07/25/2025
Vermont Center for Independent Living Condemns Executive Order Criminalizing Homelessness
Montpelier, VT — The Vermont Center for Independent Living (VCIL) strongly condemns the federal executive order titled “Ending Crime and Disorder on America’s Streets,” issued July 24, 2025.
This order mandates forced institutionalization of disabled individuals experiencing homelessness, promotes the criminalization of homelessness, and withdraws federal support from evidence-based solutions such as Housing First and harm reduction. It requires the collection of private data and conditions federal support on mandatory participation in programming. These policies are not only dangerous but profoundly inhumane and ineffective.
In Vermont, where the affordable housing crisis has reached historic levels and over 3,400 people experience homelessness on any given night, this order will further jeopardize the safety and well-being of our neighbors—especially those with disabilities and substance use disorders.
This executive order:
• Ends support for Housing First, a proven Vermont strategy that helps people stabilize and rebuild their lives.
• Promotes forced institutionalization by expanding civil commitment laws and undermining longstanding legal protections for people with psychiatric disabilities.
• Conditions federal funding on aggressive enforcement of anti-loitering and anti-camping laws, resulting in sweeps and arrests rather than housing and support.

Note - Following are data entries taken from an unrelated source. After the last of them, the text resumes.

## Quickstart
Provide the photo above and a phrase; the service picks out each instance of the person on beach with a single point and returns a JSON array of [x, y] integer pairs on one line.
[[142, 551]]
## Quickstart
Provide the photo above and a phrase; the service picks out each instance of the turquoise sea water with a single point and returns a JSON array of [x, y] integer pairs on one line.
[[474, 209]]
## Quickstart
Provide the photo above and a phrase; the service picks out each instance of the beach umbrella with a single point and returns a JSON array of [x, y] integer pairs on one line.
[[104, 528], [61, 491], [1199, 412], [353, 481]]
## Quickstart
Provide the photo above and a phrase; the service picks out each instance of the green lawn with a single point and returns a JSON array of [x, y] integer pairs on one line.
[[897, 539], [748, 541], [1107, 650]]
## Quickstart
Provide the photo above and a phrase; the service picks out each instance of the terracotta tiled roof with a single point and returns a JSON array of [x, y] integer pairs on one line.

• Targets harm reduction programs, despite Vermont’s leadership in opioid response strategies that prioritize dignity, safety, and survival.
• Encourages data-sharing between housing and health agencies and law enforcement, raising serious privacy, disability rights, and civil liberties concerns.
• By conflating affordable housing access with involuntary treatment compliance, the order threatens the rights and dignity of people with disabilities. Specifically, it requires recipients of federal housing and homelessness assistance to mandate substance abuse treatment or mental health services for participants diagnosed with substance use disorder or serious mental illness.
Sarah Launderville, Executive Director of VCIL and a woman living with a psychiatric disability who has resided in federally subsidized housing, shared: “I have been forced into so-called treatment situations, and experienced the harm from that programming. Policies like this strip away freedom, autonomy, and the fundamental right to live independently in the community.”
People with disabilities are disproportionately affected by homelessness, many of whom are survivors of institutionalization and trauma. This order would push them back into systems of control and surveillance, stripping away their autonomy and civil rights.
“In Vermont, we have worked hard to provide permanent supportive housing, peer services, and voluntary supports,” Launderville added. “This executive order ignores data and evidence, and instead relies on discrimination, stigma, coercion, and punishment.”
Vermont has a proud history of defending disability rights and responding to public health and housing crises with compassion and innovation—from closing the Brandon Training School in the 1990s to investing in mobile mental health teams and peer support. This order threatens to reverse decades of progress.
“This is not a plan to end crime and disorder,” Launderville continued.
“It is a plan to erase poor and disabled people from public view, at the expense of their freedom, safety, and even their lives.”
VCIL calls on Vermont’s congressional delegation, Governor Phil Scott, and local officials to:
• Uphold Vermont’s commitment to disability justice and trauma-informed, voluntary services.
• Continue funding Housing First, harm reduction, and permanent supportive housing across the state.
• Publicly oppose this executive order and any efforts to enforce it in Vermont.
This executive order is not about safety, it is about scapegoating and sidelining people who need support, not handcuffs. Vermont must act boldly and clearly: housing is a human right, and people with disabilities deserve support, not surveillance.